Name: Whitney Walker
Lives In: Auburn, Alabama
Favorite Ice Cream Flavor: Butter Pecan
“Vet school is really hard but I like it, it’s interesting. Apparently, though, vets have a higher rate of suicide than any other profession. It’s Wellness Week here so they were handing out suicide prevention stickers today, and an email they sent said that one in six veterinarians will consider suicide. That’s nuts. An article popped up in my Facebook feed, I don’t know how credible it was, but it was talking about how when an animal comes in that’s really sick or can’t be cured and you can’t make it better, you euthanize it, you go ahead and put it out of its misery, and the article said that vets might associate that with their own life when they have a problem that they feel like they can’t fix. If I were an animal, this is how I would fix it. The article also attributed it to the stress. People don’t take the time out of their day to call someone and tell them they did a good job. People just don’t do that. They only call to complain, so if you’re taking care of someone’s animal that means the world to them and it didn’t go the way they wanted it to, that can be stressful. I luckily haven’t had to do it yet; it will definitely be the hardest part of the job.
The work I did in South Africa was kind of boring, to be honest. It was interesting to me because I got to do it in Africa, but the whole point of it was that trees were dying off and not coming back. I did preliminary research to see if it was worth investing more. Elephants can knock a tree down pretty easily, and they also smack their trunks against the trees and rip the bark off. If there’s a circle of missing bark, the tree will die. So, we set these traps to catch rodents to get an idea of what types of rodents were there and what densities, then we put them in enclosures to give them seeds and see if they would eat them because people were saying that rodents were eating the seeds and preventing new trees from growing. We mainly caught mice, rat and squirrels. It’s funny, when you think of Africa, people want to research lions, buffalo, rhino, not really the rodents. But what we found with the seed trials is that they do eat some of the seeds, so you can’t definitively say that they are eating enough seeds and that’s why the trees aren’t growing, but really it’s like, we did the research, they eat the seeds, it’s worth looking more into. It was really cool to be there. The first two weeks were not research, I was there on a study abroad course. We went around with a game capture specialist and caught buffalo, giraffe, we moved animals that’d been sold, it was really cool. Sometimes they relocate rhino, too, since they’re heavily poached. So, the first two weeks we were actually staying in tents. Sometimes you could hear animals walking around or a lion roaring way off in the distance. It was cool, but the scary part was if you had to go to the bathroom at night. But when I did the research, I stayed in a house. It was pretty cool to see everything and how they do it all.
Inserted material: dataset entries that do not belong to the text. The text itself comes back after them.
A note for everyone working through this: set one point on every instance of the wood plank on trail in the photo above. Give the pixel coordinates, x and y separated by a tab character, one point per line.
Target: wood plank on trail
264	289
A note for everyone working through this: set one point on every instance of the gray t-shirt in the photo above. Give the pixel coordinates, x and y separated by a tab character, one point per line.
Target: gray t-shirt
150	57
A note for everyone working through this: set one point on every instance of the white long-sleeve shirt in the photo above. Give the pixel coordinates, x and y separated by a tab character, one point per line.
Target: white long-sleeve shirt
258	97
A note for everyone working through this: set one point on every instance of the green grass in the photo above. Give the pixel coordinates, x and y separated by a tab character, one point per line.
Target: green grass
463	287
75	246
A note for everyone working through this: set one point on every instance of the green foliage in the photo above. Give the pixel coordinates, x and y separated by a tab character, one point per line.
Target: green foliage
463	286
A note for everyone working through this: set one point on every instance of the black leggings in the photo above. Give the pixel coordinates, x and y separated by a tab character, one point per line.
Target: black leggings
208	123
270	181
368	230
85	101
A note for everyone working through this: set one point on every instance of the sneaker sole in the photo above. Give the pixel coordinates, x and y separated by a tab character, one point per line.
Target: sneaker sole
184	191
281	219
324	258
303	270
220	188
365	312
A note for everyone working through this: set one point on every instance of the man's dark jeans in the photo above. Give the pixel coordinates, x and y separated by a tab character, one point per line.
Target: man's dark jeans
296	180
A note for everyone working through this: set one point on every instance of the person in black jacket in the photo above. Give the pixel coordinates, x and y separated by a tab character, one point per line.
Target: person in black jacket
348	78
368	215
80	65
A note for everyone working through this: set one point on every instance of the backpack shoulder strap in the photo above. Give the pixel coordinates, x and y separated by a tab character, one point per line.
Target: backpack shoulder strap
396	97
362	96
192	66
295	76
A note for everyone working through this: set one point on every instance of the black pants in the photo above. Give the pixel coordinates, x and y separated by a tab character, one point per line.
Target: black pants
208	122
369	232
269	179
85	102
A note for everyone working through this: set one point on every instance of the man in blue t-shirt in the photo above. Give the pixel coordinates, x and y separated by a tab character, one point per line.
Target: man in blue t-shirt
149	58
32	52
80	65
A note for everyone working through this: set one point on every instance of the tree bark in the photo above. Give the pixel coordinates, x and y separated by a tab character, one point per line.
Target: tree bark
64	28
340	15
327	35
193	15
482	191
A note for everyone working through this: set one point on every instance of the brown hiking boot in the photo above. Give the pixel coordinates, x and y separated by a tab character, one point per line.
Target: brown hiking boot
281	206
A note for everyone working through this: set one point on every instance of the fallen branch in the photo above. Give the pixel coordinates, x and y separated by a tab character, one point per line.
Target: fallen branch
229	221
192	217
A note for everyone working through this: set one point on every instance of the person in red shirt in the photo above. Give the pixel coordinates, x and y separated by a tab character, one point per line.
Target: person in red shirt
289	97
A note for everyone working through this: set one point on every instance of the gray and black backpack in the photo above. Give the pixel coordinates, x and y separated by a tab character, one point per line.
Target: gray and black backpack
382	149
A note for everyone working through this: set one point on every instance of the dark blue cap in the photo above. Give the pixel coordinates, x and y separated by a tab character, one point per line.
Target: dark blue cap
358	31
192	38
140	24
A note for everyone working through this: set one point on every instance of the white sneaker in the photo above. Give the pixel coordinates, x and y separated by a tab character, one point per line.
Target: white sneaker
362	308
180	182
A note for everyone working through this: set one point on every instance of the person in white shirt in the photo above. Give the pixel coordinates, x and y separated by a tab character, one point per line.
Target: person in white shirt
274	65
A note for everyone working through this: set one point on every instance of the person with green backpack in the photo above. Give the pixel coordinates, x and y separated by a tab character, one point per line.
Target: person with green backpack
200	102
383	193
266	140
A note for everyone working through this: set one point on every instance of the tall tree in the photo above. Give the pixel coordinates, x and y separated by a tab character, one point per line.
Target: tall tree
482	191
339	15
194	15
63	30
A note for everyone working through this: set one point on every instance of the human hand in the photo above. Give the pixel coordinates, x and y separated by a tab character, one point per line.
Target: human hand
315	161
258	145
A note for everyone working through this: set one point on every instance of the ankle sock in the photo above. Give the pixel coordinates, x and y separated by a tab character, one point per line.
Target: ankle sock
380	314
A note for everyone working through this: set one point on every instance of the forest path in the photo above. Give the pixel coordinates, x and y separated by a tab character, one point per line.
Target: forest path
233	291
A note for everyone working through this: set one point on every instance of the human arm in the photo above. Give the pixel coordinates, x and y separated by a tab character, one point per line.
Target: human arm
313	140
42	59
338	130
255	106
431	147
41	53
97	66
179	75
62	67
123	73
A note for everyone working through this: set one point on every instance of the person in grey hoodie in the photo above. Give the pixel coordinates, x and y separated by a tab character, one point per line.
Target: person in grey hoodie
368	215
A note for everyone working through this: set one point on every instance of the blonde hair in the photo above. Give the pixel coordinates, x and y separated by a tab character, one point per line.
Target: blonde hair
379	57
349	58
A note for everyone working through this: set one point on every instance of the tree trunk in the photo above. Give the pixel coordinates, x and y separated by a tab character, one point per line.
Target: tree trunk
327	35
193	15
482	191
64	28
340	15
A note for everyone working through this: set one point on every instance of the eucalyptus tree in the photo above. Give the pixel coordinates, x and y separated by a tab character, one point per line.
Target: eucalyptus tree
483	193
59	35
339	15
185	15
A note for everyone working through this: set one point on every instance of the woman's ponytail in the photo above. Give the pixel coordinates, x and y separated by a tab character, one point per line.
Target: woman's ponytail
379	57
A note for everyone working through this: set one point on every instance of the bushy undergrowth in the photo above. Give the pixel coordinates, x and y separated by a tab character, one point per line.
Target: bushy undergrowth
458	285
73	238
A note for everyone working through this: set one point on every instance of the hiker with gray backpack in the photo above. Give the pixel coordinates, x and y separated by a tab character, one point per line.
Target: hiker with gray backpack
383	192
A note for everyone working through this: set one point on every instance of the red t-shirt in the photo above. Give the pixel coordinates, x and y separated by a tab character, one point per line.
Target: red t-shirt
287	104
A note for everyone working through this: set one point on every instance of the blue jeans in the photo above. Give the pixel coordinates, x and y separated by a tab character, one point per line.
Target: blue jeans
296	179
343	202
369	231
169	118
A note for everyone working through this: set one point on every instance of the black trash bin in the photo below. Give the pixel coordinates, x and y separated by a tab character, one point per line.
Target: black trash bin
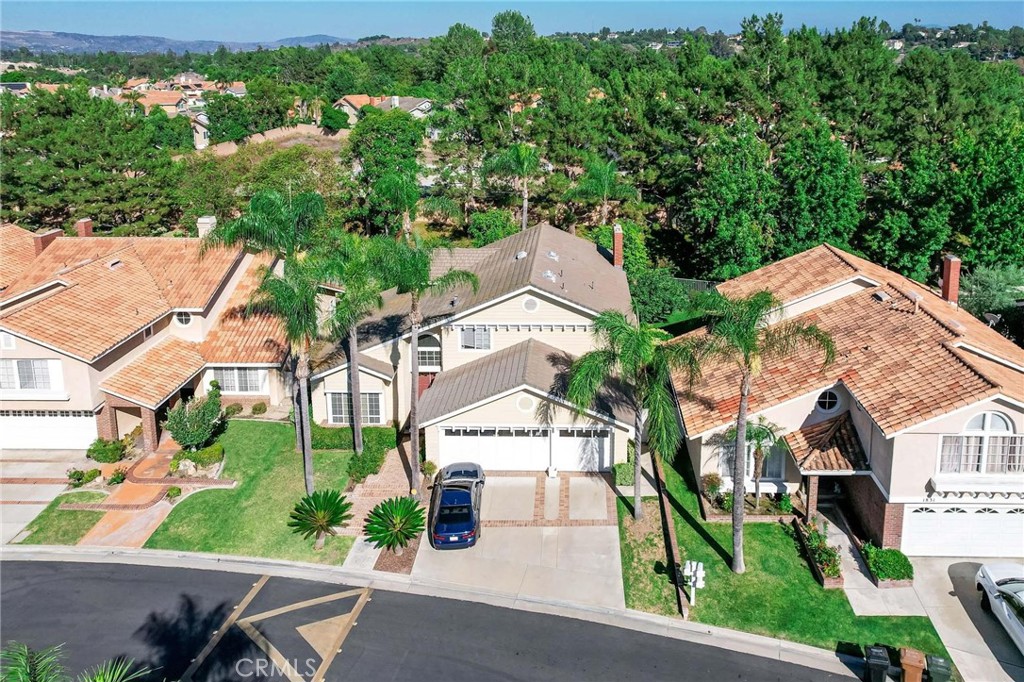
939	669
876	664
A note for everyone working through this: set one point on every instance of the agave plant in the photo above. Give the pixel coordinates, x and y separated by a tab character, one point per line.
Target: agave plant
318	514
395	522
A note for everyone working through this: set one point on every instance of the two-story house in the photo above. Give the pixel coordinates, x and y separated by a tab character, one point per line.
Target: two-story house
493	364
919	422
99	336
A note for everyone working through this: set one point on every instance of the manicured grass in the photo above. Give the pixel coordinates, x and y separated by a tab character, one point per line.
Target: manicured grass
64	526
777	596
252	518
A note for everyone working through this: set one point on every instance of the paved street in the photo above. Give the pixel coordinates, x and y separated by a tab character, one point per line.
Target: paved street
167	617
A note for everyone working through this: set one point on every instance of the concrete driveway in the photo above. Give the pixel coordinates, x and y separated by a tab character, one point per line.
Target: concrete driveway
977	642
542	538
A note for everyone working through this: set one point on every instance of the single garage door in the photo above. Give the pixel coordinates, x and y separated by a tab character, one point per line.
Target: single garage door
496	449
46	429
582	449
964	530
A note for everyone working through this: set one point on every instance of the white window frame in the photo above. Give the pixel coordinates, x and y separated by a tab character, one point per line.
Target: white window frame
985	443
368	417
261	377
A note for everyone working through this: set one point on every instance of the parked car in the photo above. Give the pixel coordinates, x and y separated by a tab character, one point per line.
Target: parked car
1001	587
455	518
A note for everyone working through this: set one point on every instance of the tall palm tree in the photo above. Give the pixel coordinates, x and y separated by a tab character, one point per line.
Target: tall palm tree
292	298
409	267
740	331
520	163
284	227
762	435
600	184
348	262
638	356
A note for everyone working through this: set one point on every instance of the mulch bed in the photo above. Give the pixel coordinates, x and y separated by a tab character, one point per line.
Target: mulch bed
398	564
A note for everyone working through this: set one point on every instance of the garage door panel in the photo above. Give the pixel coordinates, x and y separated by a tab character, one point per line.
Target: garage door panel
964	530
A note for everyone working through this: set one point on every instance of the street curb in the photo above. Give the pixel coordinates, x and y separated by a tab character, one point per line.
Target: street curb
733	640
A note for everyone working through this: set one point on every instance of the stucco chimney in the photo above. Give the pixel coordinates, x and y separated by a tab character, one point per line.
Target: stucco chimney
83	227
205	224
950	279
40	242
616	246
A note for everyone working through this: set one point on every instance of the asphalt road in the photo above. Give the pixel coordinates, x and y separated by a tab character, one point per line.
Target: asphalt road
164	617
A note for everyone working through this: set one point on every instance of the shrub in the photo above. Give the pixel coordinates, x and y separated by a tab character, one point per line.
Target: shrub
318	514
78	477
107	452
193	423
395	522
888	564
711	484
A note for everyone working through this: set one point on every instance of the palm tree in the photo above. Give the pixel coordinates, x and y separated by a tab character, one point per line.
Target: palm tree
763	434
318	514
638	356
600	184
521	163
281	226
740	331
349	263
408	265
292	298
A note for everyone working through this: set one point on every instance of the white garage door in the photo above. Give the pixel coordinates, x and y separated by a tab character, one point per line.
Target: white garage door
964	530
496	449
46	429
582	449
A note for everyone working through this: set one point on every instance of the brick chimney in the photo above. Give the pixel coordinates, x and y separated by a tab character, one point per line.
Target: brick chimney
40	242
205	224
83	227
616	246
950	279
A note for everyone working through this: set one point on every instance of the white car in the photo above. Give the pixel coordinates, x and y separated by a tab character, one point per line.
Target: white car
1001	587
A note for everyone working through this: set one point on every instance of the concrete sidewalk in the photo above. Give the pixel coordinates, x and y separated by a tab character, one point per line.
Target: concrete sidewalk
827	662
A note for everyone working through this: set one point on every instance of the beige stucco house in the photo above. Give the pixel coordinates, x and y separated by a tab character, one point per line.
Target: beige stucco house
918	426
493	364
100	335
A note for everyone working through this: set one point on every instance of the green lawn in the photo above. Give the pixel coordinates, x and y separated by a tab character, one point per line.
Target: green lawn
252	518
777	596
62	526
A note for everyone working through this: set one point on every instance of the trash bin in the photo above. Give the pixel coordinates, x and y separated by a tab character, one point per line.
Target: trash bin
912	663
939	669
876	664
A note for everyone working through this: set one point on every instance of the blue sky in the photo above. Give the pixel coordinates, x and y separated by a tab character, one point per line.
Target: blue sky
248	20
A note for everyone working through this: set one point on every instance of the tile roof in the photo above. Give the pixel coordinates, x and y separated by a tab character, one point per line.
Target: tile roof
578	271
238	337
528	363
130	282
830	445
904	360
155	375
17	250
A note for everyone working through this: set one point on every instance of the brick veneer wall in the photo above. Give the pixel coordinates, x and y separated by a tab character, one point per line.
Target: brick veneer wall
882	520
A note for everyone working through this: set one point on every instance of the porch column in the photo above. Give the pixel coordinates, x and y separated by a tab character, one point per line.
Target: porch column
151	434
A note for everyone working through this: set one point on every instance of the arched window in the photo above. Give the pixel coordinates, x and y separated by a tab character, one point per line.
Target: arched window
987	445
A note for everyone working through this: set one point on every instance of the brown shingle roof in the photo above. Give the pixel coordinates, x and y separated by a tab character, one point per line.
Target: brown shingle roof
155	375
898	358
830	445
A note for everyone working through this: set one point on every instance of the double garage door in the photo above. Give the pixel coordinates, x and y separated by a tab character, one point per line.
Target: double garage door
964	530
46	429
510	449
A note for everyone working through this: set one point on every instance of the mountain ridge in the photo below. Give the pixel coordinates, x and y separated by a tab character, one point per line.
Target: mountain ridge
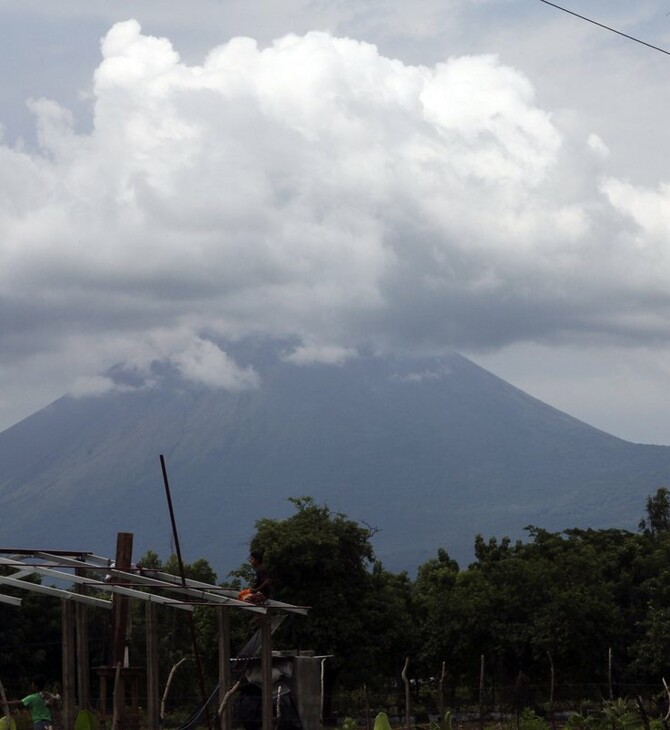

Ideally, I would like to work in some type of wildlife rehab place or a zoo. At Auburn, experience with that is pretty limited – we don’t have a huge wildlife program, you have to get it in bits and pieces and then apply for internships and stuff like that. In one of my classes, we work hands on, one week we alternate and work with dogs and then the next week with cows. I was actually surprised by how much I liked working with the cow. It’s easier because whenever you’re working with cows, they’ve usually been brought up to a barn with their head in these metal bars so they can’t walk away from you. It’s more relaxing out in a barn, less stressful. With dogs, you can get an aggressive dog who tries to bite you, bite your techs, you sometimes have to muzzle it or even sedate it, so that can be dramatic. Cows can get stressed out, too, but it was easier. I liked it, but I wouldn’t want to just work with cows… It can be pretty hard to get into zoo medicine, so my back up is to work in a regular small animal clinic. I would want to get board certified in exotics so that I could work with birds, small animals like chinchillas; really anything other than a dog or a cat can be considered exotic. I mean, you don’t have to be board certified to see a rabbit, but if someone brought in a sick squirrel or something, that would be fun. So, we’ll see where it goes!”